How to Import Commitment SOVs into Procore

Ty Sharp
March 11, 2026
Learn how to import Commitment SOVs into Procore and Cut the Time in Half with SOV2Procore.com

If you've ever had to manually build a Schedule of Values inside Procore, you already know how tedious it can get. Copying line items from a subcontractor quote or estimate, reformatting everything, and then hoping nothing gets rejected on import. It's a lot! The good news: Procore supports CSV imports for SOV line items, and a tool called SOV2Procore.com can handle most of the heavy lifting for you.

Here's a complete breakdown of how the process works and how to make it faster.

How Procore's SOV CSV Import Works

First, Check Your Permissions

Before you can import SOV line items into the Commitments tool, make sure you have one of the following:

  • Admin permissions on the Commitments tool, OR
  • Read Only or Standard permissions with granular permissions enabled for Update Purchase Order Contract and Update Work Order Contract
  • Here's Procore's docs on permissions

Commitment Status Matters

Whether you can import also depends on your SOV editing settings:

  • Always Editable SOV is OFF (default): The commitment must be in Draft status to import.
  • Always Editable SOV is ON: You can import in any status, but you won't be able to replace line items that have already been invoiced.

Always Use Procore's CSV Template

Don't try to build your import file from scratch. Procore requires its own template, which you can download directly from the commitment or their support doc here:

Commitments → Open Commitment → Schedule of Values → Edit → Import SOV from CSV

You'll have the option to download either a blank template or one pre-filled with existing line items.

CSV Formatting Rules

Procore's import is strict about formatting.

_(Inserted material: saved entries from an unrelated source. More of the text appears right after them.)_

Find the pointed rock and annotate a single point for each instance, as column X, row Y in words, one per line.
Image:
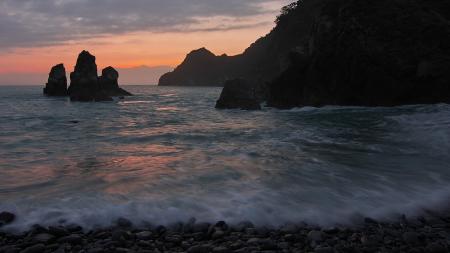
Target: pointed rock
column 84, row 84
column 240, row 94
column 57, row 82
column 109, row 83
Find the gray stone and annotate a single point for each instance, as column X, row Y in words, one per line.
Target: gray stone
column 38, row 248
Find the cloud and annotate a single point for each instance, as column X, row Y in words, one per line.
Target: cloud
column 31, row 23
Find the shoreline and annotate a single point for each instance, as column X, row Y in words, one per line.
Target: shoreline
column 429, row 233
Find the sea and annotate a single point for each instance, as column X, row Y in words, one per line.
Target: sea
column 166, row 155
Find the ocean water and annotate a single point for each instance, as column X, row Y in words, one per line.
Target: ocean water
column 166, row 155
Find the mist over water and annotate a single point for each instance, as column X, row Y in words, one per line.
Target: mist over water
column 166, row 155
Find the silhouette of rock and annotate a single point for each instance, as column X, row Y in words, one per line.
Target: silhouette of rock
column 366, row 53
column 57, row 82
column 84, row 85
column 240, row 94
column 109, row 83
column 200, row 68
column 340, row 52
column 87, row 86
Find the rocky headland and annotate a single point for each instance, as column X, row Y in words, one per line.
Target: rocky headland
column 339, row 52
column 85, row 85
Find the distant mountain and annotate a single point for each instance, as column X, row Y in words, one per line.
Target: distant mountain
column 263, row 60
column 338, row 52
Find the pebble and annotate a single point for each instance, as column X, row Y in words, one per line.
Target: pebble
column 38, row 248
column 6, row 218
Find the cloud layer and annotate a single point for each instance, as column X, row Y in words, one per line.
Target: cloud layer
column 30, row 23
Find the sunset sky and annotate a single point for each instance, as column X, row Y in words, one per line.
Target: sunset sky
column 142, row 38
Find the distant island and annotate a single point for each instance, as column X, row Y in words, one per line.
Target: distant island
column 85, row 84
column 335, row 52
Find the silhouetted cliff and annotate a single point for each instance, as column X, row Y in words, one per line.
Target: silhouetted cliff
column 340, row 52
column 263, row 60
column 370, row 53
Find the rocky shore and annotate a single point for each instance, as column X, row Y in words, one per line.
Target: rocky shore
column 429, row 234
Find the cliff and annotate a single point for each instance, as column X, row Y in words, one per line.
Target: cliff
column 370, row 53
column 263, row 60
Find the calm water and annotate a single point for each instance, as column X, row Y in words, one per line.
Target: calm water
column 166, row 155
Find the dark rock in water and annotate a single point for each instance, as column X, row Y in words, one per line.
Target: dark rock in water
column 84, row 85
column 43, row 238
column 38, row 248
column 57, row 82
column 240, row 94
column 200, row 249
column 368, row 53
column 124, row 223
column 109, row 83
column 58, row 231
column 71, row 239
column 200, row 68
column 6, row 218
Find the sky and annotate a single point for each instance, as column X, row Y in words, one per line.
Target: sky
column 141, row 38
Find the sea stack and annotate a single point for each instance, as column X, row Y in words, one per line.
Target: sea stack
column 109, row 83
column 240, row 94
column 57, row 82
column 84, row 84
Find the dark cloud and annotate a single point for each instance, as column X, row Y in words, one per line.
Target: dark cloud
column 26, row 23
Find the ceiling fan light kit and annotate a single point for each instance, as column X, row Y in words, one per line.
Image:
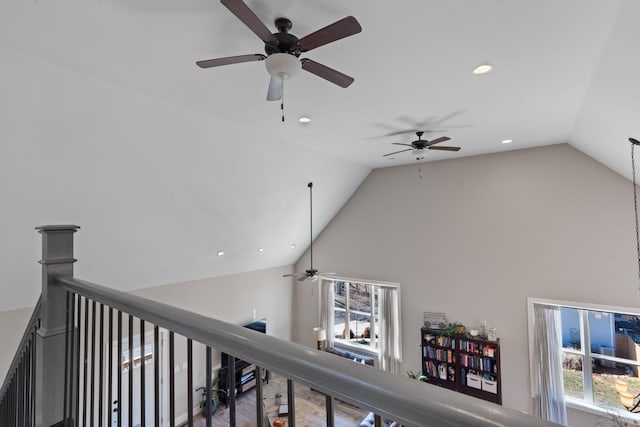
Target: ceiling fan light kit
column 282, row 65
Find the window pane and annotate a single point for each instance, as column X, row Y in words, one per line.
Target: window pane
column 572, row 375
column 361, row 326
column 602, row 335
column 340, row 294
column 360, row 297
column 570, row 328
column 604, row 387
column 338, row 323
column 628, row 325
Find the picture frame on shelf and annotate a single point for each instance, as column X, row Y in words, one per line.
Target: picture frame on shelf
column 433, row 320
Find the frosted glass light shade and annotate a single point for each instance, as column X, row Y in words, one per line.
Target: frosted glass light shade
column 283, row 65
column 418, row 154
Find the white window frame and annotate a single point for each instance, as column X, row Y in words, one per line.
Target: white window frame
column 586, row 404
column 371, row 350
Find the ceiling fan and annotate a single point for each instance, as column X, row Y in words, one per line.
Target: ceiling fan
column 311, row 274
column 420, row 146
column 283, row 49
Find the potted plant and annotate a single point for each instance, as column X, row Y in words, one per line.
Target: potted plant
column 216, row 392
column 417, row 376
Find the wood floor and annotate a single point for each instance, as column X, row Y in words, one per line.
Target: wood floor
column 310, row 408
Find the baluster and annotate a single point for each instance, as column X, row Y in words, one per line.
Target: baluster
column 231, row 386
column 110, row 369
column 142, row 376
column 259, row 412
column 119, row 372
column 130, row 393
column 77, row 360
column 172, row 380
column 190, row 382
column 156, row 376
column 329, row 404
column 208, row 381
column 291, row 403
column 85, row 355
column 101, row 367
column 93, row 362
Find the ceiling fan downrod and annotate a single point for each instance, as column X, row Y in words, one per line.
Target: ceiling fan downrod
column 310, row 185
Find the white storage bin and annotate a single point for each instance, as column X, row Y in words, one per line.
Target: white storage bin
column 490, row 386
column 474, row 381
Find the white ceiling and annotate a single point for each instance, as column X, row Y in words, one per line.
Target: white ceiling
column 106, row 121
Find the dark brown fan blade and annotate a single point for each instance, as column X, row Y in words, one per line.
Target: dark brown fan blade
column 338, row 30
column 445, row 148
column 396, row 152
column 208, row 63
column 246, row 15
column 326, row 73
column 402, row 132
column 438, row 140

A few rules to follow:

  • Use a comma or semicolon as your delimiter
  • Do not add or reorder columns: column names must match Procore exactly
  • Each row represents one SOV line item

Required fields for each line item include:

  • Cost Code Name (must exactly match the project cost code)
  • Cost Code Number (must exactly match the project cost code)
  • Line Item Type / Cost Type
  • Amount, OR Quantity + Unit Price

One common import failure to watch for: the Amount column must always contain a value. A blank amount field will cause the row to fail, but a value of 0 is perfectly fine. Completely empty rows are simply ignored.

A Note on WBS and Budget Codes

CSV imports don't support budget codes directly. Instead, you'll map line items to Procore's Work Breakdown Structure (WBS) by providing:

  • Cost Code
  • Cost Type
  • Sub Job (optional)

If your project uses Sub Jobs, the feature must be enabled and the Sub Job must already exist in Procore before you can import against it.

Where SOV2Procore.com Comes In

Even with a template in hand, the real bottleneck is transforming a PDF quote or estimate into a properly formatted CSV. That's exactly what SOV2Procore is designed to solve.

Step 1: Upload Your Estimate

Start by uploading your source document: a PDF quote, estimate, or subcontract proposal.

Step 2: Configure Your Procore Settings

Tell the tool how your Procore project is set up:

  • Accounting method: Amount-based or unit/quantity-based
  • Sub Job selection
  • Tax code settings

Step 3: Automatic Line Item Extraction

SOV2Procore extracts the line items from your document and structures them into a Procore-ready CSV, complete with:

  • Description
  • Quantity and Units
  • Unit Price
  • Amount

No manual copy-pasting required.

Step 4: Add Your WBS Cost Codes

The one step that still requires your input: adding the project-specific WBS data. Before importing, you'll need to fill in:

  • Cost Code Number
  • Cost Code Name
  • Cost Type

These need to match your Procore project's WBS configuration, so this step keeps you in control of the mapping.

Step 5: Import into Procore

Once your file is ready:

  1. Open the commitment in Procore
  2. Go to Schedule of Values
  3. Click Edit
  4. Select Import SOV from CSV
  5. Upload your file

Choose whether to add additional line items or replace existing ones, and Procore will confirm the import with a success or error message.

The Bottom Line

Manually rebuilding an estimate as a Procore SOV line by line is a real time drain, especially when you're managing multiple commitments at once. Using Procore's CSV import alongside SOV2Procore means you can:

  • Convert PDF estimates into Procore SOVs in minutes
  • Skip manual line item entry entirely
  • Keep your formatting Procore-compliant from the start
  • Focus your attention on WBS mapping, not data re-entry

If you're regularly creating commitment SOVs in Procore, this workflow is worth adding to your process.